ABSTRACT

This chapter discusses the basic biology of influenza viruses, the common signs of influenza, its epidemiology, and the basic pathophysiology of viral replication affecting the nervous system. The chapter focuses on the many different neurologic aspects of human influenza infection. The story begins with the multiple central nervous aspects of the 1918 influenza H1N1 pandemic including encephalitis lethargica, and postencephalitic parkinsonism. Next, is the role of influenza in Reye’s syndrome that includes the experimental mouse model of Reye’s syndrome. The third part discusses the role of a few influenza vaccines’ association with Guillain–Barre syndrome, a monophasic rapidly evolving motor polyradiculoneuropathy, and the role other strains of influenza in childhood febrile seizures, an encephalopathy syndrome, and acute necrotizing encephalitis.
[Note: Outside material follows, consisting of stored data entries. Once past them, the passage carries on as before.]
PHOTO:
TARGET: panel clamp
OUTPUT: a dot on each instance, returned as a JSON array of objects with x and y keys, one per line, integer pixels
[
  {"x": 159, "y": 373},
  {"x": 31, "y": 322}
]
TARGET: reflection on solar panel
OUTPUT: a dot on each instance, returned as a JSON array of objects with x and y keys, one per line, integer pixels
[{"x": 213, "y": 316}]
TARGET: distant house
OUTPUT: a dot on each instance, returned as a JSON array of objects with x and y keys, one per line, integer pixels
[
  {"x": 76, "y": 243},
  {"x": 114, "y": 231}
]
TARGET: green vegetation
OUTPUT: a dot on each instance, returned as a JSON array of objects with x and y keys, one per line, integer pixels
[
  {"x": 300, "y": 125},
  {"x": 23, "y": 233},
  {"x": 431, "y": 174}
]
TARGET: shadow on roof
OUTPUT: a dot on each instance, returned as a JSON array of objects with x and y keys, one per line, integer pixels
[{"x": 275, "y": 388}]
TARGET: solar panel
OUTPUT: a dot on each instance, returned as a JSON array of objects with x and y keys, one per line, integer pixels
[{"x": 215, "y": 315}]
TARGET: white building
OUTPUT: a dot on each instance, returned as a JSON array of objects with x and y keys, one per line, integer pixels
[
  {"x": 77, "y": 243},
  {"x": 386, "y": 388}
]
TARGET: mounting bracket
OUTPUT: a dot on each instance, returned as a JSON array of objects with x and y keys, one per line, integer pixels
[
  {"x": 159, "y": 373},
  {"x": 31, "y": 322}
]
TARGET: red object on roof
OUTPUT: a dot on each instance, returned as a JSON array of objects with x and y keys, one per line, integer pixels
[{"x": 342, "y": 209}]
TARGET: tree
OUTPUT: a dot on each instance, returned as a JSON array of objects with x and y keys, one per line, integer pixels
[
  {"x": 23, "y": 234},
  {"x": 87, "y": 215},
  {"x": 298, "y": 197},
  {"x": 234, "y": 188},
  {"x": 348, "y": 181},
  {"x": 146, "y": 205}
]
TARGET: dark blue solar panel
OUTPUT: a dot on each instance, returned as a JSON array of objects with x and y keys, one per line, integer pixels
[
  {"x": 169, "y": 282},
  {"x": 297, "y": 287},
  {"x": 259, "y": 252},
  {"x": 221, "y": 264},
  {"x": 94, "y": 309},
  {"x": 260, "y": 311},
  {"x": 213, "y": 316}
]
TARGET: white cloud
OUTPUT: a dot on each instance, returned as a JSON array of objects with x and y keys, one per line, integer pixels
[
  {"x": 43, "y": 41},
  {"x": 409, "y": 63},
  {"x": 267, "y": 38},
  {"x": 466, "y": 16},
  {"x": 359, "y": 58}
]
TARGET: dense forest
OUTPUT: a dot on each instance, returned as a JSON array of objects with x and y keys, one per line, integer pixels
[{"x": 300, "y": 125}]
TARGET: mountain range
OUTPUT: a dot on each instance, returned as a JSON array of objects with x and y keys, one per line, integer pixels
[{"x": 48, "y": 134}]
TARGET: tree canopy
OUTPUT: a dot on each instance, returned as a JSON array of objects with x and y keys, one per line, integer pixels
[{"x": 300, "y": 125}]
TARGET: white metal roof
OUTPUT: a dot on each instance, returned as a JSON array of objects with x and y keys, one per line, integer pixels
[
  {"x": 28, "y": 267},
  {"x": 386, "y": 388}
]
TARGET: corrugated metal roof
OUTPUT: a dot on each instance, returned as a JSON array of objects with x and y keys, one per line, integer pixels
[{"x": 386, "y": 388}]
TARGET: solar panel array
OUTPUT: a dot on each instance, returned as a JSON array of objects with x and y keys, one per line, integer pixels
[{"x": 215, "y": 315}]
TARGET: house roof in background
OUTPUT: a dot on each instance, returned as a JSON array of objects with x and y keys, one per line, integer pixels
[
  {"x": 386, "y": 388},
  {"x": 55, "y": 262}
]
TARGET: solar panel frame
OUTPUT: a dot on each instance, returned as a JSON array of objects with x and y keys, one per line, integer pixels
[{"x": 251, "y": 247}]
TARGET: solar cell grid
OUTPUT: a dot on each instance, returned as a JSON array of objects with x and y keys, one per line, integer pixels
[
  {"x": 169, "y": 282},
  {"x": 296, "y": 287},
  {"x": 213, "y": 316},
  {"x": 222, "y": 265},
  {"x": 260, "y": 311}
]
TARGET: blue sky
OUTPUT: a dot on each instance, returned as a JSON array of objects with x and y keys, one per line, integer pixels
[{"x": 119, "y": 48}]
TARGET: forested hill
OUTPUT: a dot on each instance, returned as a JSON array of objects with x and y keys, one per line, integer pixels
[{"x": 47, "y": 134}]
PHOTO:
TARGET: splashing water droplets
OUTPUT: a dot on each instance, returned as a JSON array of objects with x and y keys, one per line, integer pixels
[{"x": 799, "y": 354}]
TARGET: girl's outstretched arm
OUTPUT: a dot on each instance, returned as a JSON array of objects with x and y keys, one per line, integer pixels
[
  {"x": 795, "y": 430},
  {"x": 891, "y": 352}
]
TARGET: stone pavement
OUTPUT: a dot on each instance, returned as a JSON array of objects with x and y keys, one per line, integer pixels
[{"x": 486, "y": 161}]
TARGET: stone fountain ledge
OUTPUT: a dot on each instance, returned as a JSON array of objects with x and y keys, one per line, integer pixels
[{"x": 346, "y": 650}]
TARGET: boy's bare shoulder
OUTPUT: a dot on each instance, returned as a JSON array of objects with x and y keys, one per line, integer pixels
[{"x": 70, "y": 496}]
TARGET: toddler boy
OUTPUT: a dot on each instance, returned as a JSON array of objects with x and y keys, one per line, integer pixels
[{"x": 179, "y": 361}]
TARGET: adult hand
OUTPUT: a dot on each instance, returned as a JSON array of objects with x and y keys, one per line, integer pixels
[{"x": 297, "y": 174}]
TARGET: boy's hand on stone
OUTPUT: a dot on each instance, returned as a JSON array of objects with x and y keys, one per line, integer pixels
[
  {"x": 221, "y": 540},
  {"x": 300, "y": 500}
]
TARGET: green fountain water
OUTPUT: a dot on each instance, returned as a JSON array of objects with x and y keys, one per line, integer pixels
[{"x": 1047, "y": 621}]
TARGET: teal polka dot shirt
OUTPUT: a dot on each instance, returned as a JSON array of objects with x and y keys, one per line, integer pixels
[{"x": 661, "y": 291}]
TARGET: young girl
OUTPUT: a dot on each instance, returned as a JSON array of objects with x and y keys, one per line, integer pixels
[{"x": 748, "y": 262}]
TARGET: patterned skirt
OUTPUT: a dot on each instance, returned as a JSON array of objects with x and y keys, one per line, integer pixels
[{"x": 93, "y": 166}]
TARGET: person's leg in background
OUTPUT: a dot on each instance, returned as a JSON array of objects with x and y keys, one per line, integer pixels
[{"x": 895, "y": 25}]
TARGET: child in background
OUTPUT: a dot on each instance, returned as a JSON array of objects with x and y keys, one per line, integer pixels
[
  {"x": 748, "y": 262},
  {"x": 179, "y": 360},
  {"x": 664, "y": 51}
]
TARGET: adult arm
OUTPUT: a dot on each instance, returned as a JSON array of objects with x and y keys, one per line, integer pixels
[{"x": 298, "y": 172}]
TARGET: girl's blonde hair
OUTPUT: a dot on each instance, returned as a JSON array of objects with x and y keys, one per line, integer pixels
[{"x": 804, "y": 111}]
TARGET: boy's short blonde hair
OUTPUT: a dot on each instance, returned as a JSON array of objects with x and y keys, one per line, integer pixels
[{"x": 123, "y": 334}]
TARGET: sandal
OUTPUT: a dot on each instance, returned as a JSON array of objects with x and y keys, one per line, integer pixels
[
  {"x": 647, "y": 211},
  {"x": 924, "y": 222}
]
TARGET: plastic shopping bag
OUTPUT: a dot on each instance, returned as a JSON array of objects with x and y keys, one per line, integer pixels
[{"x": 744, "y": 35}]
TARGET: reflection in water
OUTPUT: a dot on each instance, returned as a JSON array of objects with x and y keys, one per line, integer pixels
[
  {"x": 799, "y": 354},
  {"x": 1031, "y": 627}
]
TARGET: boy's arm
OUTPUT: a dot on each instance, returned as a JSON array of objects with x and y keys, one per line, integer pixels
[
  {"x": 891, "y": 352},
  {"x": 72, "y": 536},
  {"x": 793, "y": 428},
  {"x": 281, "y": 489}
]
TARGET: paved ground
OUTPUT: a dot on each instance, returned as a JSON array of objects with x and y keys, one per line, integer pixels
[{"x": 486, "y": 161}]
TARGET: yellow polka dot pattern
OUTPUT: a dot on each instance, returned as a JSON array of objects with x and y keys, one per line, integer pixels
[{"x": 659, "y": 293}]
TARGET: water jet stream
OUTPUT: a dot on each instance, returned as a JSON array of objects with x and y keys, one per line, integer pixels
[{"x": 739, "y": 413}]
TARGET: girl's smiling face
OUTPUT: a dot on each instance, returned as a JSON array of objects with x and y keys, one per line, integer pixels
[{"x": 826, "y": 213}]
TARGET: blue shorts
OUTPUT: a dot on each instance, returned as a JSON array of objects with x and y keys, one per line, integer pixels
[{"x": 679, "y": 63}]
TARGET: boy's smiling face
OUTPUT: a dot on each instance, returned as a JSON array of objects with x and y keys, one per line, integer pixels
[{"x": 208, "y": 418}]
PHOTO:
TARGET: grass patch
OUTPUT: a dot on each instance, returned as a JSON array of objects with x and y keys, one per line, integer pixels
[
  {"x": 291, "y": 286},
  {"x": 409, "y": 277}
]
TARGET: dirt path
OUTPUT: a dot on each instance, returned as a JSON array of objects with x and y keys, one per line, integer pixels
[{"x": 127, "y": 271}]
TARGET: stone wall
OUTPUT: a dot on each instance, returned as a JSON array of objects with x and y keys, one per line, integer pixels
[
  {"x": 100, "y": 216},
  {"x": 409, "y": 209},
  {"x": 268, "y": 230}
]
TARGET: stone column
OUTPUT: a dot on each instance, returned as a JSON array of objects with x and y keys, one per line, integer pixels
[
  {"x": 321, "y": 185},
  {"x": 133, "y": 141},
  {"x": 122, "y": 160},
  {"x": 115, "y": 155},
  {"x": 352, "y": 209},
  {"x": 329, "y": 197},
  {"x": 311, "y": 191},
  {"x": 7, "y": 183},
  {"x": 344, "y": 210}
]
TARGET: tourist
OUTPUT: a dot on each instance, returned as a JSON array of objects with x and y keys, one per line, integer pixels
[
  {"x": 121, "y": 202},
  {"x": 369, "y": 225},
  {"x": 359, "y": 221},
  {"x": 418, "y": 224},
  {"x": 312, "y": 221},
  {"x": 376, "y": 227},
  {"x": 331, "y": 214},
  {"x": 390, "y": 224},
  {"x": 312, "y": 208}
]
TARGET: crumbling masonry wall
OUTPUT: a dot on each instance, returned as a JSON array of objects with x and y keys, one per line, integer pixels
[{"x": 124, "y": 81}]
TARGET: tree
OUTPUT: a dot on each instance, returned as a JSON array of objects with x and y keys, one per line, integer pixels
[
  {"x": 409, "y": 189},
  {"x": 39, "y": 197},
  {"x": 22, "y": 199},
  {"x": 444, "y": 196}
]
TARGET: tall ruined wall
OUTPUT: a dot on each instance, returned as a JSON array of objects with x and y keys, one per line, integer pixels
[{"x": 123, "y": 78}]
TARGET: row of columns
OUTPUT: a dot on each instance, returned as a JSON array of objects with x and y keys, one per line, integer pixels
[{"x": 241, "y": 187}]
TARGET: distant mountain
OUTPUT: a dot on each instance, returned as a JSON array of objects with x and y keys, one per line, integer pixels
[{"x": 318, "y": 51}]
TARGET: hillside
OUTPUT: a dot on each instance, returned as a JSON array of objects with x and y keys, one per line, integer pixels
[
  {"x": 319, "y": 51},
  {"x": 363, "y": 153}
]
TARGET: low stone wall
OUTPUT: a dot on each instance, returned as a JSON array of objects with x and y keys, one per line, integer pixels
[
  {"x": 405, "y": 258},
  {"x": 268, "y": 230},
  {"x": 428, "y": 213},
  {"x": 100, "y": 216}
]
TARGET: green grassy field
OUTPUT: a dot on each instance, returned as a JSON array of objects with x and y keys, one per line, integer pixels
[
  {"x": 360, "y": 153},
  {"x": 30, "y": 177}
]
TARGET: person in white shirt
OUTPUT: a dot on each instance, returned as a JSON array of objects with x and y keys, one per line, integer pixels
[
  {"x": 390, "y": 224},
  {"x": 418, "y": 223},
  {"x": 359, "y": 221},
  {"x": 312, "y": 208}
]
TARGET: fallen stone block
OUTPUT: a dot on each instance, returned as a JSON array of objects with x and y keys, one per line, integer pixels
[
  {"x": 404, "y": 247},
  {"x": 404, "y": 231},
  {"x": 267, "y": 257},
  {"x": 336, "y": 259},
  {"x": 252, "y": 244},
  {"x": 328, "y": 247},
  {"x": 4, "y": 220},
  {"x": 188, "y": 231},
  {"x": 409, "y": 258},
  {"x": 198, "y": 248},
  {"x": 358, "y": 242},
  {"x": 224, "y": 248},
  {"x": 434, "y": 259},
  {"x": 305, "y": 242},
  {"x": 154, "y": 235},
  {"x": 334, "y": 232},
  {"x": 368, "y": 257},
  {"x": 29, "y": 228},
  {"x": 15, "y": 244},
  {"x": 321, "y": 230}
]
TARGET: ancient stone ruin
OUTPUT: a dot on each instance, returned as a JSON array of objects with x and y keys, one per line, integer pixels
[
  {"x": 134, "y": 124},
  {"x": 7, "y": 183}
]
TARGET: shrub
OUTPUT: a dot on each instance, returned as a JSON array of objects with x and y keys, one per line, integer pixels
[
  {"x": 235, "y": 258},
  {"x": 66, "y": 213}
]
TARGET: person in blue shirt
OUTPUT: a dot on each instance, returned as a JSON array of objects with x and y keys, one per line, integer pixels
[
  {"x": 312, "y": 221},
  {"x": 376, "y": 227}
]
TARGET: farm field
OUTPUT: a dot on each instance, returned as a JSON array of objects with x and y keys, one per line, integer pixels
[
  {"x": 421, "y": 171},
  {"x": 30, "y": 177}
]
The final part discusses the new highly pathogenic avian influenzas (H5N1 and H7N9) discovered in China and other parts of Asia in 1997 in circulating in wild waterfowl that occasionally cause severe disease when humans come in close contact to the infected fowl. While influenza virus primarily causes a respiratory infection, influenza strains frequently mutate in nature causing outbreaks of seizures, encephalopathy, focal areas of cerebral necrosis, Parkinsonism, myalgias, myositis, and hepatic dysfunction producing an acute noninflammatory encephalopathy. To date, we cannot predict or prevent the next influenza viral mutation that will cause neurologic complications as the new mutations are usually not preventable by current influenza vaccines.